Mapping the Rockefeller Center tree with ggplot2 in R

Matt Russell
Towards Data Science
7 min readNov 24, 2020

--

The Rockefeller Center Christmas tree in New York City.
Photo by Wesley Tingey on Unsplash

It’s known as “the tree”. Every year the Christmas tree at Rockefeller Center in New York City brings a wonderful burst of green amid the dull winter colors of a big city.

The week after Thanksgiving, NBC broadcasts its annual Christmas tree lighting. Growing up in my family, we would tune in and mark this as the unofficial start to the holiday season.

The broadcast would have popular singers and musical groups perform. The night would conclude with the lighting of the tree, an awesome spectacle with a countdown to its bright bulbs set off to people cheering in the chilly New York City.

“Ya seen the tree yet?” A few times my mom, sister and I would take the train to New York City for the day to see the tree. This was usually around my sister’s birthday after Christmas and before New Year’s Eve. It was beautiful to see — usually an 70-foot tall Norway spruce with crowds of people surrounding it.

The first Christmas tree at Rockefeller Center was in 1931 and was a meager 20-foot high balsam fir. The tree was erected by construction workers who would meet at the tree to receive their paychecks.

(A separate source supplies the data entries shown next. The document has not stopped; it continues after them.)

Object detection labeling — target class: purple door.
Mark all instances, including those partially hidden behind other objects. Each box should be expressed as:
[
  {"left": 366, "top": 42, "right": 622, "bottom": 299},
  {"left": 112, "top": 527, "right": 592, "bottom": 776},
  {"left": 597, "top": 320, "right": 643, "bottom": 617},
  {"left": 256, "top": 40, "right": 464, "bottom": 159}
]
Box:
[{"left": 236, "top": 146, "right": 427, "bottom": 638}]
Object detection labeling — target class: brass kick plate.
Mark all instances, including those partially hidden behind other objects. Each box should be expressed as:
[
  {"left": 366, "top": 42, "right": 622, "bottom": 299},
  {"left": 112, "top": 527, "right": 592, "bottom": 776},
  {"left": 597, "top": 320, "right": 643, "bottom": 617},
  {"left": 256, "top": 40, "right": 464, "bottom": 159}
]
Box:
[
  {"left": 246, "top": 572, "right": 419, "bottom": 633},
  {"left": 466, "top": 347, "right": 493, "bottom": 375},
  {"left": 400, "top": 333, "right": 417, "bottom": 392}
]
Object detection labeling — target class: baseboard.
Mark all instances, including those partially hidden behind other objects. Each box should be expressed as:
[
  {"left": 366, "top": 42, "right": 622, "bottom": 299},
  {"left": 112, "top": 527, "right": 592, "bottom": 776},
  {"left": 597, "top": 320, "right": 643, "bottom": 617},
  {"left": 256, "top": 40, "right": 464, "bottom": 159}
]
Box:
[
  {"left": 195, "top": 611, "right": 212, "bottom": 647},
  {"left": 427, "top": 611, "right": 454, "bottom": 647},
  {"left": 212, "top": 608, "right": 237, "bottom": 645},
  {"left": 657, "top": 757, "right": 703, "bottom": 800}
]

This was during the Great Depression and the tree had a special meaning at the time.

The Rockefeller Center Christmas tree data

A few weeks before it arrives, in the news are stories about where the tree originated from, the family whose property it came from, and how far it traveled to get to Rockefeller Center.

With a lack of tall Norway spruces within the New York City limits, the tree is always chosen from one of the surrounding states. The 2020 Rockefeller Center Christmas tree is from Oneonta, New York, and traveled 170 miles to get to Manhattan.

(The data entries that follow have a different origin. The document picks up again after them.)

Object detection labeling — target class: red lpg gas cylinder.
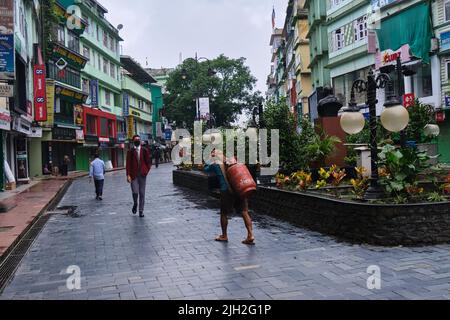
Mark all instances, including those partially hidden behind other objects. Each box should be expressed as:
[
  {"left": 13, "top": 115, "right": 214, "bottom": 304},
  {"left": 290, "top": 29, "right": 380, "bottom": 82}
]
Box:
[{"left": 227, "top": 163, "right": 256, "bottom": 198}]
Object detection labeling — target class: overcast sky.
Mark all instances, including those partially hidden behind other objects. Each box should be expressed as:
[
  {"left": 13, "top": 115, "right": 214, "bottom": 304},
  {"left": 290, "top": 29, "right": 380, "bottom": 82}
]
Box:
[{"left": 103, "top": 0, "right": 288, "bottom": 93}]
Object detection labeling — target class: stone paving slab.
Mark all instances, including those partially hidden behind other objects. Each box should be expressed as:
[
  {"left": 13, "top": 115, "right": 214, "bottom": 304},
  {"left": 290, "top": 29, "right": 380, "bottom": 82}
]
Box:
[{"left": 0, "top": 165, "right": 450, "bottom": 300}]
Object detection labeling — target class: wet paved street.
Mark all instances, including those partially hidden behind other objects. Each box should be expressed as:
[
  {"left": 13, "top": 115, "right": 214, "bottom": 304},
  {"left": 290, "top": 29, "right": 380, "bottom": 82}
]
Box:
[{"left": 0, "top": 165, "right": 450, "bottom": 299}]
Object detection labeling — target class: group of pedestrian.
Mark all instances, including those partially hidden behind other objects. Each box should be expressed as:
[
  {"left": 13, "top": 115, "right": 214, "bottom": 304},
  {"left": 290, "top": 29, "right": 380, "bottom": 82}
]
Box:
[{"left": 89, "top": 135, "right": 255, "bottom": 246}]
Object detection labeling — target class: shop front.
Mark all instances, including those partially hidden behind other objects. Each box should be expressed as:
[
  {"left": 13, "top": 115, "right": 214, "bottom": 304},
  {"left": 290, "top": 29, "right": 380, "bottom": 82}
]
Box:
[
  {"left": 77, "top": 106, "right": 118, "bottom": 171},
  {"left": 7, "top": 115, "right": 32, "bottom": 184}
]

Wikipedia maintains a data set of past Rockefeller Center Christmas trees, including its species, height, and the town where it originated. We will use these data and four R packages (tidyverse, maps, geosphere, and ggrepel) to map where the Rockefeller trees come from:

library(tidyverse)
library(maps)
library(geosphere)
library(ggrepel)
tree <- read_csv('rocktree.csv')

Since at least 1984, the species chosen has always been a Norway spruce, a large and fast-growing conifer known for its drooping branches. Prior to that, white spruce and balsam fir were chosen more than once for the tree.

tree %>% 
group_by(Species) %>%
summarize(num = n()) %>%
arrange(desc(num))
A table showing the n number of trees for each species.
Number of times different species were used for the Rockefeller Center Christmas tree.

For the 71 trees which there are data, the average height of all of the Rockefeller Christmas trees was 75.2 feet. The Rockefeller tree has generally gotten taller through the years. Prior to 2000 there were several trees less than 70 feet tall. Since 2000 the average height of the tree is 78.1 feet.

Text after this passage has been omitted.